Excluding the branch leading to the American alligator, the mean substitution rate per branch was 0.683 (±0.300) substitutions/site/billion years. Some general conclusions about substitution rate evolution across the avian phylogeny can be drawn (; excluding short branches with large CIs). First, passerines evolve 45% more rapidly than other birds (0.768 vs. 0.530). This difference is even more pronounced when considering the flycatcher–zebra finch clade, having the highest rate of the whole tree with a mean of 0.895 (). Second, the long ratite branch leading to emu had the lowest rate of substitution, with 0.335. There is thus 2.6-fold variation in substitution rate between the most extreme lineages. Excluding the bird/crocodile calibration point does not affect these results (data now shown). Moreover, we obtain similar substitution rate variation using the local molecular clock approach implemented in BASEML (clock = 2, model GTR + Gamma4; Yoder and Yang 2000
). For example, using this approach we estimate that passerines evolve 48% faster than other birds.
Median Substitution Rate (substitution per site per billion of years) Estimated for Different Branches of the Avian Phylogeny.
To test if substitution rate estimation is related to gene sampling, we used the subset of sites only present in the emu (212,751 sites) and compared the results with that obtained using all data. We found that the rate estimates were extremely well correlated (Spearman's Rho = 0.96, P = 3.7 × 10−6, n = 22) and that the emu-defined subset of sites quantitatively reproduce the amount of variation estimated using the complete data set (for instance, for the emu-defined subset emu substitution rate = 0.343 and pied flycatcher = 0.840). This result shows that the low-substitution rate observed in the ratite branch was not the result of gene sampling bias. We also replicated rate estimates using only Anna's hummingbird- or Dove-specific sites and found highly comparable substitution rate estimation (data not shown).
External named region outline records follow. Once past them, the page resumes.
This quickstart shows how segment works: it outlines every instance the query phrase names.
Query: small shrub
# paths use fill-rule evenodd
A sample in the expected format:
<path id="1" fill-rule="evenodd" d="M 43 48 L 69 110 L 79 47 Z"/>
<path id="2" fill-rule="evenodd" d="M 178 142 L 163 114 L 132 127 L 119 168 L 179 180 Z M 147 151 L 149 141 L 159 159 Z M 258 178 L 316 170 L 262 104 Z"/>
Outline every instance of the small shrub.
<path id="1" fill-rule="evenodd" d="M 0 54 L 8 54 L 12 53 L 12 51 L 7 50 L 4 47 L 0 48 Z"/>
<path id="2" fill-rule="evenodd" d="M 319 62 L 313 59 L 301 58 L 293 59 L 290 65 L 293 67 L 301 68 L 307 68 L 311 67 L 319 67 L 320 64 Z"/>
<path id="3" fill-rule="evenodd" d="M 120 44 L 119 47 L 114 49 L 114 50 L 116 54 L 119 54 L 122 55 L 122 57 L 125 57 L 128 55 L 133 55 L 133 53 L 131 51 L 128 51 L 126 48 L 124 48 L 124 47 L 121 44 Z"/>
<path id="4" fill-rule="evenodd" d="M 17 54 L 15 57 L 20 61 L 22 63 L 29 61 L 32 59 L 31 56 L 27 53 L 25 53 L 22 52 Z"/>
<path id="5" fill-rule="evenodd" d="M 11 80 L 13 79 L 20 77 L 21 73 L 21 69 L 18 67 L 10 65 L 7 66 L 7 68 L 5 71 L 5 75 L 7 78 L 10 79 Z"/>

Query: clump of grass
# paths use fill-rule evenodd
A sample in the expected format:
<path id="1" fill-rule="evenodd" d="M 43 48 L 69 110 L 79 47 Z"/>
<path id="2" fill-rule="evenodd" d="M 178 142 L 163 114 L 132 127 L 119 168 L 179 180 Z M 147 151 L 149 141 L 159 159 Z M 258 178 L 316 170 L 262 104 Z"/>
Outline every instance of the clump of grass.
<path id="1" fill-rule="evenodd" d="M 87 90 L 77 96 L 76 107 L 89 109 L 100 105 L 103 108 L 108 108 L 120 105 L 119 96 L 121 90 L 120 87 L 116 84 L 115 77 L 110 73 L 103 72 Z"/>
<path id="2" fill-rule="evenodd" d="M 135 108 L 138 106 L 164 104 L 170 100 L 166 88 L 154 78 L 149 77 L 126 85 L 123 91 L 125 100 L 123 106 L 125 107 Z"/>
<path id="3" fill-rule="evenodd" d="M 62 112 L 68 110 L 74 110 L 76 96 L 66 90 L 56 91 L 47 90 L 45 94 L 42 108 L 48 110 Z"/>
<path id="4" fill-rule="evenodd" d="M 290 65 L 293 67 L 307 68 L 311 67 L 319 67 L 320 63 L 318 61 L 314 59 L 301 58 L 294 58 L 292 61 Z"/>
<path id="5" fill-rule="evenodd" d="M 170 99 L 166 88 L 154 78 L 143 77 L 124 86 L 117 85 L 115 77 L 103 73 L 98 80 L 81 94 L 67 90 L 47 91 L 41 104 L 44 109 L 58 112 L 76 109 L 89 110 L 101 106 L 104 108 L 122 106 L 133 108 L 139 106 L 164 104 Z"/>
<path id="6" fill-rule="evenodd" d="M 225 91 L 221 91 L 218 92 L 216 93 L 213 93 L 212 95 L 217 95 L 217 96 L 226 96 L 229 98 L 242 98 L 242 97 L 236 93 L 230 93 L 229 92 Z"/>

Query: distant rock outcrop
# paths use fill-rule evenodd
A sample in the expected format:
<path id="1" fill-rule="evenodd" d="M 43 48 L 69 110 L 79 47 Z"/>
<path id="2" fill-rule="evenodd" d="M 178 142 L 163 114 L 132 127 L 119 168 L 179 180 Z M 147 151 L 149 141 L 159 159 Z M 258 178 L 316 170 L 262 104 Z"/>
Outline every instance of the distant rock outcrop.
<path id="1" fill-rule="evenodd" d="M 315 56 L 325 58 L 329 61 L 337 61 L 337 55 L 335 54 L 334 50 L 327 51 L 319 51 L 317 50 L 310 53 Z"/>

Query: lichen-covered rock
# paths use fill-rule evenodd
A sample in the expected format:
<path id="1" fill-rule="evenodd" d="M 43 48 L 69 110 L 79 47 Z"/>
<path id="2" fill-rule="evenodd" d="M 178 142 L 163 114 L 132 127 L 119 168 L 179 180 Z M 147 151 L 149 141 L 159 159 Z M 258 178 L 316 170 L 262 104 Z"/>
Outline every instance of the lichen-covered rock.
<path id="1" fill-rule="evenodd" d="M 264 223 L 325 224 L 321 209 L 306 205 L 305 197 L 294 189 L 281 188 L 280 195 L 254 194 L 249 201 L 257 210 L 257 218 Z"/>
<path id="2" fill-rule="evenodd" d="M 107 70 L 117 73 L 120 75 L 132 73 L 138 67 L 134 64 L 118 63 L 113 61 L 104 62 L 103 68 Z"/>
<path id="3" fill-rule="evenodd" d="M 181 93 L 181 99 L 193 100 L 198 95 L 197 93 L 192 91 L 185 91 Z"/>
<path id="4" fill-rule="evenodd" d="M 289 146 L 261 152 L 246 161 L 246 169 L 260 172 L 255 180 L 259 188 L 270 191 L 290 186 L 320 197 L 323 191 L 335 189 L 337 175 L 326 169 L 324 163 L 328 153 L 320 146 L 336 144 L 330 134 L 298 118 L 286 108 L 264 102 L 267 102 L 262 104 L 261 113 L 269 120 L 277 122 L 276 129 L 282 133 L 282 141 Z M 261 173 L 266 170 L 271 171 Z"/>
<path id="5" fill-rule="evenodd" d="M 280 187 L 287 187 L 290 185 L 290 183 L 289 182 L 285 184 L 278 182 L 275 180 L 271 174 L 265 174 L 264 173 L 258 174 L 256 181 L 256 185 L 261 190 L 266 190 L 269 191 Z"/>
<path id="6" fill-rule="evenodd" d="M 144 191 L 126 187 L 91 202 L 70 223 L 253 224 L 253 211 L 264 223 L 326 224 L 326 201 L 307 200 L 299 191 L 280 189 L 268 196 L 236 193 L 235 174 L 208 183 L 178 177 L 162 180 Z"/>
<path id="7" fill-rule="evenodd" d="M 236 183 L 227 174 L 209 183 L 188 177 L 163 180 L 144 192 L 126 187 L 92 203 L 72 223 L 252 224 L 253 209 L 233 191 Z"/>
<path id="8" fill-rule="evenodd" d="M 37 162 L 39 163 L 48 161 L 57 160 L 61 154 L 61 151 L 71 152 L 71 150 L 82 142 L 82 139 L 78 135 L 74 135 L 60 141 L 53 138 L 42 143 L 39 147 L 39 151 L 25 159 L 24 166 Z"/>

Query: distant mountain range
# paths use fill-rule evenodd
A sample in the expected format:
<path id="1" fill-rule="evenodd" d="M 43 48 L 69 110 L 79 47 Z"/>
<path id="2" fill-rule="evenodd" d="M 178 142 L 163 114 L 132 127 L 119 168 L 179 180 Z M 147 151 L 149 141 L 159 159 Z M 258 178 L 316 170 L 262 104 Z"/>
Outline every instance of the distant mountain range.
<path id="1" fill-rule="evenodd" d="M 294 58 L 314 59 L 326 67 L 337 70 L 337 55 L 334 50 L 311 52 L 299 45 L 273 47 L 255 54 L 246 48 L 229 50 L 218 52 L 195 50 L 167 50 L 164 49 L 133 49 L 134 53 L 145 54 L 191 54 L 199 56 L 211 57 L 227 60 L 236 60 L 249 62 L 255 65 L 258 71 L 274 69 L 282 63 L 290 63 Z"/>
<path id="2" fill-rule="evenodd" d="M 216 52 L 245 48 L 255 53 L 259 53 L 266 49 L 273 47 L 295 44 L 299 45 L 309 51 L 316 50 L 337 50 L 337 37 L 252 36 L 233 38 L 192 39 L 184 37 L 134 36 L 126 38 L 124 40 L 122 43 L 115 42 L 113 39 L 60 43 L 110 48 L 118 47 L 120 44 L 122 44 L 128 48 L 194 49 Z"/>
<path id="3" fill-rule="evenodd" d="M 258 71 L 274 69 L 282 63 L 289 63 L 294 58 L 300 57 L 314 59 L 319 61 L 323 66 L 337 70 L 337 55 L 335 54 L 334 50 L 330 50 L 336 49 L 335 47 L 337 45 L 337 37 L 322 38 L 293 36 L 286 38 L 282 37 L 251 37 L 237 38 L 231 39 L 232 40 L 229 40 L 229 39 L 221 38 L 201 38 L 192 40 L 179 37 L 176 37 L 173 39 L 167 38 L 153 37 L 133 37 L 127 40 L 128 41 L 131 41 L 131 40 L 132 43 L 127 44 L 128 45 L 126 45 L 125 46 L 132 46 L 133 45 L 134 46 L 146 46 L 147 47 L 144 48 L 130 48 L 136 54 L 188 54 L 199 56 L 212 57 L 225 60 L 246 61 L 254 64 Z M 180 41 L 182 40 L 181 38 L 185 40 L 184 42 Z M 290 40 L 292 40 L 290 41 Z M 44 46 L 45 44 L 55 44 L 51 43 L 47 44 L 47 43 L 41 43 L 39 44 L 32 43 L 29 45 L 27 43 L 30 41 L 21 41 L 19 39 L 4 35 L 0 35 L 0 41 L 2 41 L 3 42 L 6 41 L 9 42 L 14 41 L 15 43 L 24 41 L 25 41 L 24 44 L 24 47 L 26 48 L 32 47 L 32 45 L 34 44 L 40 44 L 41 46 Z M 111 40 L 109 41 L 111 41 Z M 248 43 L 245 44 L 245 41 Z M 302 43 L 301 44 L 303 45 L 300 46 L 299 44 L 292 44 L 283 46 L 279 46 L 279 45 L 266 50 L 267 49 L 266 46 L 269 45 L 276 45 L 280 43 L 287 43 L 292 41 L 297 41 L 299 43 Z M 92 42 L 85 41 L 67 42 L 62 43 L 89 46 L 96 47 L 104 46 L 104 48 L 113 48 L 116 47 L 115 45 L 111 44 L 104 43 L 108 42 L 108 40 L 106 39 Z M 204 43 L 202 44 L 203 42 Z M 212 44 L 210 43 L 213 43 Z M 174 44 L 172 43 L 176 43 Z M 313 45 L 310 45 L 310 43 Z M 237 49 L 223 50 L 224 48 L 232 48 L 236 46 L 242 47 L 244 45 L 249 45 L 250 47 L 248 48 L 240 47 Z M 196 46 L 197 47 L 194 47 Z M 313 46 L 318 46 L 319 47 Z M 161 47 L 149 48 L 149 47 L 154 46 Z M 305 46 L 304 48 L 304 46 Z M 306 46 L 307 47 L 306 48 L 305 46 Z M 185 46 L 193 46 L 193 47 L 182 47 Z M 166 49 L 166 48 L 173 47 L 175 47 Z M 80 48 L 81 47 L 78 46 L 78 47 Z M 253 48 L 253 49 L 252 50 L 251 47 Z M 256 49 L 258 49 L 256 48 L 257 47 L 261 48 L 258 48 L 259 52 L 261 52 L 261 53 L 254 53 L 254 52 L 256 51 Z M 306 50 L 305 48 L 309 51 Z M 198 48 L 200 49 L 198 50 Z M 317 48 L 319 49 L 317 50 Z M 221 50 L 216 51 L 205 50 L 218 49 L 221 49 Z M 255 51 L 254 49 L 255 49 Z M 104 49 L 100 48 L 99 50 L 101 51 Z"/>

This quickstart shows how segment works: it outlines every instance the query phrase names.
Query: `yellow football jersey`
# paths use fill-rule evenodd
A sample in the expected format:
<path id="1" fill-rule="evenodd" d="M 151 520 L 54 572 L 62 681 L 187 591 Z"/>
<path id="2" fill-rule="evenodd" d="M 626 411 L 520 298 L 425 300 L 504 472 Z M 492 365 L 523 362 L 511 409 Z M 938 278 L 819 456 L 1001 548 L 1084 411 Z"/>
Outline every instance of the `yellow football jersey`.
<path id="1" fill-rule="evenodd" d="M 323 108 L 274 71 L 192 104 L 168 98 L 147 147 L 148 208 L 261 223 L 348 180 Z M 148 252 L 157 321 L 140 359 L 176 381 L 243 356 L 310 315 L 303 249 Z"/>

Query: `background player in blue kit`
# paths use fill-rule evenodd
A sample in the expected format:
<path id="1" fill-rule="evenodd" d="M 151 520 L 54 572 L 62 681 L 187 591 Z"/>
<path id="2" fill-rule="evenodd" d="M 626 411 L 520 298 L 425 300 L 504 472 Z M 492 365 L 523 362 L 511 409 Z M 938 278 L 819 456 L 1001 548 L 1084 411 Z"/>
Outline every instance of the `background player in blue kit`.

Finally, because we estimated substitution rates using protein-coding genes, the observed rate variation among lineages could in theory be linked to mutation rate variation or differences in the regimes of natural selection acting on protein evolution (or both). In case of the latter, a selection model may imply that the overall rate of adaptive evolution or the overall rate of fixation of slightly deleterious mutations differ among avian lineages. Under both of these scenarios, the nonsynonymous substitution rate will vary among lineages, thereby contributing to the overall rate variation in protein-coding sequence. Lineage-specific variation in the role of natural selection has been suggested to occur due to long-term differences in the effective population size among lineages (Ellegren 2010
We assessed possible variation in the intensity of natural selection across the bird phylogeny by estimating the nonsynonymous/synonymous substitution rate ratio (ω) for specific branches: all passerines, all nonpasserine Neoaves, the chicken, and the emu lineages. Passerines showed an intermediate ω of 0.0784, slightly lower than that for nonpasserine Neoaves (0.0847) but higher than that for emu (0.0586) and chicken (0.0626). This result indicates that the increase in passerine substitution rate is not linked to selective processes affecting nonsynonymous substitution only but more likely to an increase in mutation rate affecting both synonymous and nonsynonymous substitution rates.